Add a related.host field

[nemhods]

Summary

Add a related.host field to capture hostnames and other host identifiers.

Motivation:

We can already define related usernames and IPs for a document, so it seems very natural to also be able to search for related hostnames (some events, like windows eventlog code 4776 don't even provide IPs, but rather workstation names).

Detailed Design:

Why related.host, and not related.hostname or something else?

• The field should hold all types of text-based host identifiers, be that hostnames, dns names, dns aliases, or workstation names.
• This is in line with the related.user field, which also doesn't discriminate between full user names, user handles, or even user IDs.
• If you look at the host fieldset, the closest thing to my proposed field would be host.name. however related.name is too ambiguous, so i think related.host is a good fit.

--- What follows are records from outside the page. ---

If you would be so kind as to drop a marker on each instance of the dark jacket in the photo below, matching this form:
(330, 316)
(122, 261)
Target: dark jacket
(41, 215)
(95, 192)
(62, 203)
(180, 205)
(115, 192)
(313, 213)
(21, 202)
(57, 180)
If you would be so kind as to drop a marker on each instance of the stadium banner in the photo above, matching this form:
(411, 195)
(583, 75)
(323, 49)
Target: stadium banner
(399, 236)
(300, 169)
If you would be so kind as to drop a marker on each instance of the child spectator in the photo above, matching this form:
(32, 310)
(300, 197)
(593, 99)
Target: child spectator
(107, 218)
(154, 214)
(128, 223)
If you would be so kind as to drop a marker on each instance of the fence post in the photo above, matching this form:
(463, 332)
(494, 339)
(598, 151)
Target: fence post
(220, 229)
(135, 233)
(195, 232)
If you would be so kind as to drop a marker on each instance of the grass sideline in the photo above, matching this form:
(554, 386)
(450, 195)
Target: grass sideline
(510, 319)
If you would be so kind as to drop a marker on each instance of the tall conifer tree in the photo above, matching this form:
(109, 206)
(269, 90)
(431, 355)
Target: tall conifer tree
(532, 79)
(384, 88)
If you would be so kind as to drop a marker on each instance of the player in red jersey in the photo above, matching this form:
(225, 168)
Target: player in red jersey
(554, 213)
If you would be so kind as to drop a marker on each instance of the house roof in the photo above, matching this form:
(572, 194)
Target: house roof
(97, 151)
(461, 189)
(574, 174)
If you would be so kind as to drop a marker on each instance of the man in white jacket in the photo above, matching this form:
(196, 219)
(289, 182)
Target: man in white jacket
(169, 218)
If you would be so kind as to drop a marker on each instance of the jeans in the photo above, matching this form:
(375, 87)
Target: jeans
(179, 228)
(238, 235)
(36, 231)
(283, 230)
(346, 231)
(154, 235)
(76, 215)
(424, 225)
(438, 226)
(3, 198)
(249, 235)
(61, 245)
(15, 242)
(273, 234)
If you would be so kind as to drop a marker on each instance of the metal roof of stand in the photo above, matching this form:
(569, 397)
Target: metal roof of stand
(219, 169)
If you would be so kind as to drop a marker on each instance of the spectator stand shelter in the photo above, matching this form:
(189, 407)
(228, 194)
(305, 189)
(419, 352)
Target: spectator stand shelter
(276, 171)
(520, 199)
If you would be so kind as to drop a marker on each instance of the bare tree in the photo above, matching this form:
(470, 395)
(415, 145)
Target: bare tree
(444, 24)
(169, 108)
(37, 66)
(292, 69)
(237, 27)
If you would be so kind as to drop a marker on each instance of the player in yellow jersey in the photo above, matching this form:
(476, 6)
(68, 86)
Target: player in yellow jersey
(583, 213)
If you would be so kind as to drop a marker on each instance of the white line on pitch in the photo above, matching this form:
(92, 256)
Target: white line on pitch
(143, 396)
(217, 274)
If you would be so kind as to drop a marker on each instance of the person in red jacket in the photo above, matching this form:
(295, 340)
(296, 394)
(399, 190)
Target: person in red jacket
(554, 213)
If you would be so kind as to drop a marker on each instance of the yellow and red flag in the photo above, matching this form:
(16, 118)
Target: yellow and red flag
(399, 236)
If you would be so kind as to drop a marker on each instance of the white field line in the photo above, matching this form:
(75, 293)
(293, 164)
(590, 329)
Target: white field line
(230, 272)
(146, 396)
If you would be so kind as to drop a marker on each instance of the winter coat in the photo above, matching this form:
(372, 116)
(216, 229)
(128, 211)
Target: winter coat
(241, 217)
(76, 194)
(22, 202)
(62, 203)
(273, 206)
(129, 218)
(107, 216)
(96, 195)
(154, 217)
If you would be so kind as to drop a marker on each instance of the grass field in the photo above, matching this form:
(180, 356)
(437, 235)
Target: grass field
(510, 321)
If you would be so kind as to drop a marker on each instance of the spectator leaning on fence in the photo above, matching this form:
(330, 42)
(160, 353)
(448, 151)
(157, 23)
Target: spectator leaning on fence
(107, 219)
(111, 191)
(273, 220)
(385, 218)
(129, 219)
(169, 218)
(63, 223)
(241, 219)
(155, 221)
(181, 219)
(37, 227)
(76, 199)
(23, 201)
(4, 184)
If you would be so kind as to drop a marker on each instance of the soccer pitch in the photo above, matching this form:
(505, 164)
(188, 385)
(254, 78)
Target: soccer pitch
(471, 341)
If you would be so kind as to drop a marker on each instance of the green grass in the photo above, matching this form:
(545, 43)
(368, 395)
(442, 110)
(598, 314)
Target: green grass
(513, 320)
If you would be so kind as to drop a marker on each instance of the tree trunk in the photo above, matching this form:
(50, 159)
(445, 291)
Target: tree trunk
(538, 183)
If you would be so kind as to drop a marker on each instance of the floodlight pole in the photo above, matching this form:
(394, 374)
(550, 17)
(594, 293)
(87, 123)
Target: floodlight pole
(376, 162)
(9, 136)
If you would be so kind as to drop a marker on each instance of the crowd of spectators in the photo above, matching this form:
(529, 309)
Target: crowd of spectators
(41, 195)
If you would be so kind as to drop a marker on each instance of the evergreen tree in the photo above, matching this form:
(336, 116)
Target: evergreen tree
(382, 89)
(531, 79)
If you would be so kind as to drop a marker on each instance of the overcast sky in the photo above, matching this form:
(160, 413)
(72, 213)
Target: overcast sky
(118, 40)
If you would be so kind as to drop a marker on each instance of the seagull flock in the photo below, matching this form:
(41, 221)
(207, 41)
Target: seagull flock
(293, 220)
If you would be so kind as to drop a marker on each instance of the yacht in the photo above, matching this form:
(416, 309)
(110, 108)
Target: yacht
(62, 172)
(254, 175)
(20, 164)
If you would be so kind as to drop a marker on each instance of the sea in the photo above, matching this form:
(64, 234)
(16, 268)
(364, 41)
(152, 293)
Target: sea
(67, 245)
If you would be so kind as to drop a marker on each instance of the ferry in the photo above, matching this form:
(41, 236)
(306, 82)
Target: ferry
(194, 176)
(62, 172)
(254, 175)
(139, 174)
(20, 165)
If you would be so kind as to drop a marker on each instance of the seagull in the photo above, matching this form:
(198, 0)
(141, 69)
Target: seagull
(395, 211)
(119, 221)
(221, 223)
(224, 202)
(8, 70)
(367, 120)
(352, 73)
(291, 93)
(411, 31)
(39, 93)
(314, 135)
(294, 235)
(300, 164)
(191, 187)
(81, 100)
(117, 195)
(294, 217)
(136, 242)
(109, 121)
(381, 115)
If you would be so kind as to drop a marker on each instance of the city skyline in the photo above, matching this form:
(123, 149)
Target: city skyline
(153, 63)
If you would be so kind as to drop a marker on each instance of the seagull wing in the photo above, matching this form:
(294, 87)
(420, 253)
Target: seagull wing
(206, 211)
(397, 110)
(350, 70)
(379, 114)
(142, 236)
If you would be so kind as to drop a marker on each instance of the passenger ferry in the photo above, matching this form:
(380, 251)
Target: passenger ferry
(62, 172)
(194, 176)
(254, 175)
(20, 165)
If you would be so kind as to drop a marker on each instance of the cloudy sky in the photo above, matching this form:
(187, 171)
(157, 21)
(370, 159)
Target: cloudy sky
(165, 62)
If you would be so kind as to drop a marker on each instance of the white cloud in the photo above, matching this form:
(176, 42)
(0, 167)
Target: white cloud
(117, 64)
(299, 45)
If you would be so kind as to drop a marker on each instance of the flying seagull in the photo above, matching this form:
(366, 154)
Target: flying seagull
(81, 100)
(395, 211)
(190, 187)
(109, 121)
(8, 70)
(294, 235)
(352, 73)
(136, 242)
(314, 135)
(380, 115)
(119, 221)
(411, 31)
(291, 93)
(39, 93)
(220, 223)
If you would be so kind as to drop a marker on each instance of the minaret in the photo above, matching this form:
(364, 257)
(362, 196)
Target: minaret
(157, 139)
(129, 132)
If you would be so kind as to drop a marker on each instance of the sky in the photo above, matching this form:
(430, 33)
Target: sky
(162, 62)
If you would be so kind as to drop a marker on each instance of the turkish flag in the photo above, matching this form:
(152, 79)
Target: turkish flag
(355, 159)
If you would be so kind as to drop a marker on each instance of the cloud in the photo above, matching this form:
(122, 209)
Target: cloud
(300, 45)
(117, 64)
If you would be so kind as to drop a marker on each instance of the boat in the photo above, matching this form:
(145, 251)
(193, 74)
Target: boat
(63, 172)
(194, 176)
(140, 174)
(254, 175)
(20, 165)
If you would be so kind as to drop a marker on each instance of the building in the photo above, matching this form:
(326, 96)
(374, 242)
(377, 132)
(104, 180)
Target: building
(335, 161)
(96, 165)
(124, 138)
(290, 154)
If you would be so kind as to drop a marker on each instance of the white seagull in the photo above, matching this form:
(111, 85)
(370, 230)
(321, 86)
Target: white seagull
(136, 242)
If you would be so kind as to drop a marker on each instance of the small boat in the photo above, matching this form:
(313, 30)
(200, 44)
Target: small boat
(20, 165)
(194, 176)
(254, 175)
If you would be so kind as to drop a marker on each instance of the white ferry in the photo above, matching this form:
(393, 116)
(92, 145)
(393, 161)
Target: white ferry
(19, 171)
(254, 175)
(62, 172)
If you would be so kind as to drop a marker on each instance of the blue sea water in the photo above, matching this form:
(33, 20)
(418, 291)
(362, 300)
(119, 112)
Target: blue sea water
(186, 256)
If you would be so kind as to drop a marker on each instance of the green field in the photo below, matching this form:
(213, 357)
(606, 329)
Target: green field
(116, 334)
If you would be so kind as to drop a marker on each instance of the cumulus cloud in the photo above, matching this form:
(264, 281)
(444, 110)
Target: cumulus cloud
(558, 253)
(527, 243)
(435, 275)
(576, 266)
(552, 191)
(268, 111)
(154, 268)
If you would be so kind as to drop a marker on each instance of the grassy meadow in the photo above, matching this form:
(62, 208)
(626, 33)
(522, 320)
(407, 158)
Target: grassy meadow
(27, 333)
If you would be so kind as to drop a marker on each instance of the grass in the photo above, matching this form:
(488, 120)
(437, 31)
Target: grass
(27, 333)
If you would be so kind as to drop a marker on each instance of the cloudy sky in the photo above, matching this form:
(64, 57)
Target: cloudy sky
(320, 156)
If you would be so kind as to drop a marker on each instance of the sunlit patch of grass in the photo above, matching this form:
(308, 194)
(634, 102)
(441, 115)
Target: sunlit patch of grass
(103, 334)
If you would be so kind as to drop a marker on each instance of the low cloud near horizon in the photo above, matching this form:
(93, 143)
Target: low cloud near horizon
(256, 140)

A related issue might be the standardization of domain representations: #728 - this issue isn't completed yet, but I don't see it colliding with what I'm proposing here.

PS: If you ask me, the related fields should be plurals (related.ips, related.users, related.hosts), because they will often contain arrays (as per the guidelines. But to keep in line with the already existing fields, I'm fine with related.host.

[ebeahan]

Thanks @nemhods for the proposal! Agreed this would be a logical and useful addition - there's a PR open in #913 if you have any input or feedback.

I've also opened #909 to track switching the related.* fields from singular to plural. Agree again this is a logical change, but as a breaking change this is something under consideration for ECS 2.0.